Shortly after the 1979 revolution, hijab was declared obligatory and over time, women who defied the establishment’s dress codes or were seen not to following them strictly were disenfranchised, denied social rights and employment opportunities.

Although the chieftains of the Islamist uprising had promised there would be no such coercion, they drew back from that commitment, and it was incorporated in Iran’s Islamic Penal Code that the crime of violating hijab can carry a sentence of up to two months in prison.

Different Islamic Republic administrations have approached the enforcement of hijab laws differently. Reformist President Mohammad Khatami, an advocate of civil liberties, abstained from intrusion into lifestyle issues, and during his tenure in the late 1990s, there was noticeably more tolerance for women’s personal choices.

Hard-line President Mahmoud Ahmadinejad is credited with upping the stakes over the dress code after he communicated a national directive to several government agencies in January 2006 markedly toughening the regulations. As part of the directive, the Supreme Council of the Cultural Revolution, police forces, Ministry of Culture, Islamic Republic of Iran Broadcasting, Ministry of Education, Islamic Development Organization and a catalogue of other institutions were assigned different responsibilities for promoting and enforcing hijab.

Although Iran’s hijab rules are stringently enforced and all Iranian women must abide by them, whether they are religious-minded or don’t wish to be veiled, hard-line clerics, government-affiliated ideologues and the state media continue to lecture the public about the need for these standards and complain about laxity in their observance in the public spaces, saying it does society ethical harm.

Elham Gheytanchi, an associate professor of sociology at Santa Monica College, argues that in Iran, “hijab has nothing to do with morality, religion or ethics” but is “what the political elite wants, and it is how they came to power.”

“Making hijab mandatory for all means that the regime governs your most private realm and is present everywhere. If it had to do with religion, it would have been a private matter between women and their God. But the Iranian government has declared itself as the force of God and their legitimacy depends on it,” she told Al-Monitor.

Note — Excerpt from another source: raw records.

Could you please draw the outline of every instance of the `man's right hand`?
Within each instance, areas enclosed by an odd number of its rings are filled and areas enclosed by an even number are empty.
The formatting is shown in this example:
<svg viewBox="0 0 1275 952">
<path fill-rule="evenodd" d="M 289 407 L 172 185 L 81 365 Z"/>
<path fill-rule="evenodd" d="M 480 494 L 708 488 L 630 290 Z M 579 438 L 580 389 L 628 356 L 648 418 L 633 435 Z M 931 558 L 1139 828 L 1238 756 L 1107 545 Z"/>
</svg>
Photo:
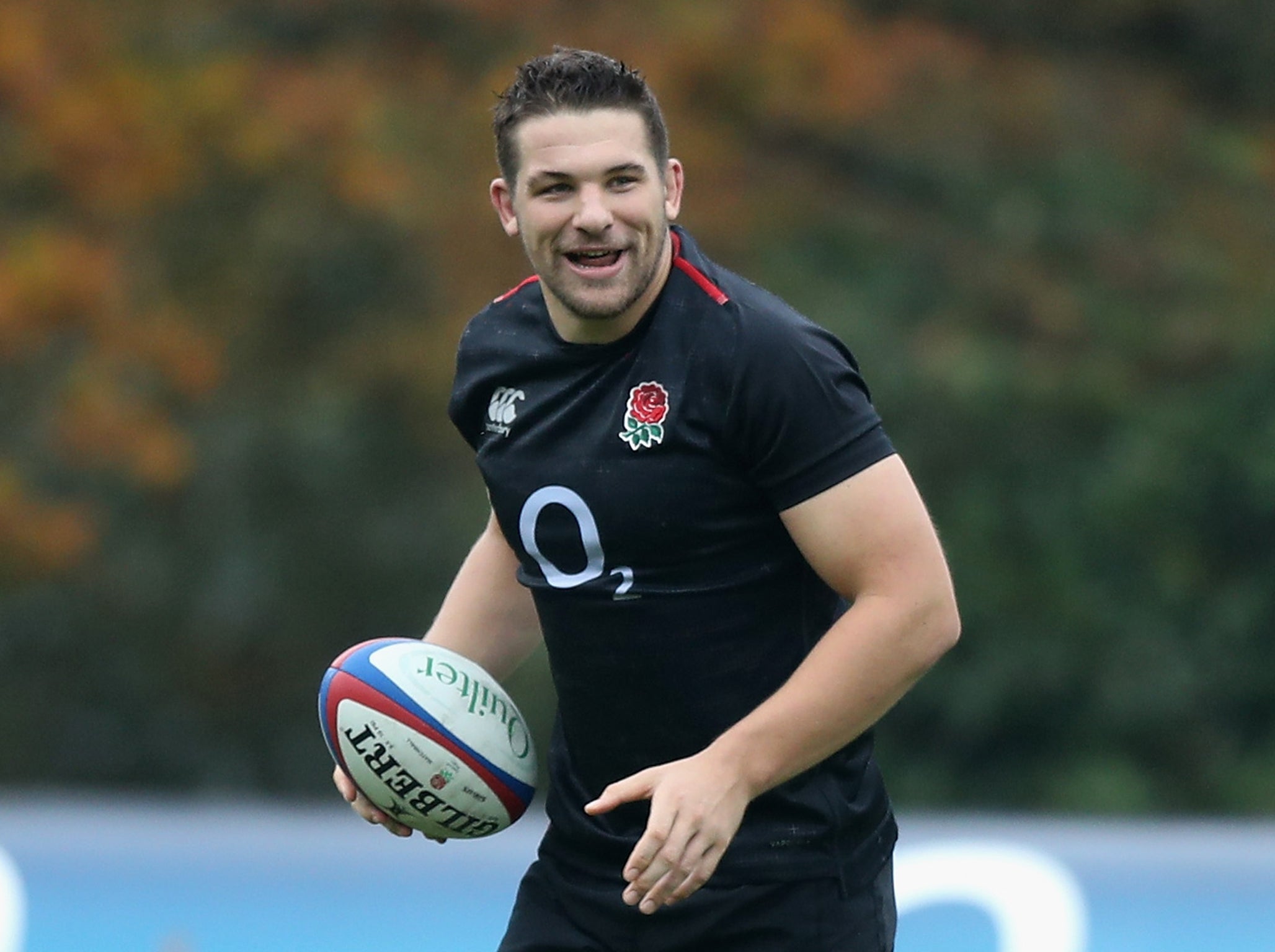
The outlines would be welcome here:
<svg viewBox="0 0 1275 952">
<path fill-rule="evenodd" d="M 385 813 L 385 811 L 379 809 L 376 804 L 363 797 L 358 788 L 354 786 L 354 781 L 351 780 L 349 775 L 346 774 L 346 771 L 343 771 L 339 766 L 333 767 L 332 783 L 337 785 L 340 795 L 346 798 L 346 803 L 353 807 L 354 813 L 361 816 L 368 823 L 379 823 L 395 836 L 412 835 L 412 827 L 399 823 L 397 819 Z"/>
</svg>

Every year, multiple national events, conferences, music and film productions, hundreds of hours of TV programming and online campaigns are devoted to proselytizing on an issue the Iranian government has made into a national security matter. In 2017, the noted human rights lawyer Nemat Ahmadi said a staggering sum of $193 million is spent on hijab-related promotional activities every year.

Iran’s morality police are often accused of using excessive force against women deemed to be in violation. Self-appointed vigilantes and religious traditionalists who are not commissioned by the government but feel empowered by its discourse also approach women on the street to aggressively correct their dress code compliance.

The government’s hijab rhetoric has become decidedly more aggressive under Raisi, pitting groups of people against each other and fueling hostile debates on social media. Some Iranians say the Islamic Republic has invested so heavily in the issue that it has aligned its legitimacy with women keeping their headscarves on. Others argue because the administration is unable to address the country’s economic and foreign policy deficiencies, it has taken to distracting the people by amplifying a minor issue.

The patriarchal nature of Iranian society also plays a role in the pressure against women.

Zahra Tizro, a senior lecturer in psychology at the University of East London, told Al-Monitor that many Iranian women have resisted these oppressive policies over the years since the revolution, but with little support. “We often hear how families themselves, especially the males, enforce a system of command and control on female members of their families, sometimes using more aggressive behaviors such as domestic violence, honor killings and so on, and there are no strong reactions against such inequalities,” she said, concluding, “It seems to me that religious traditionalism is deeply rooted and entrenched in cultural and social discourses and practices.”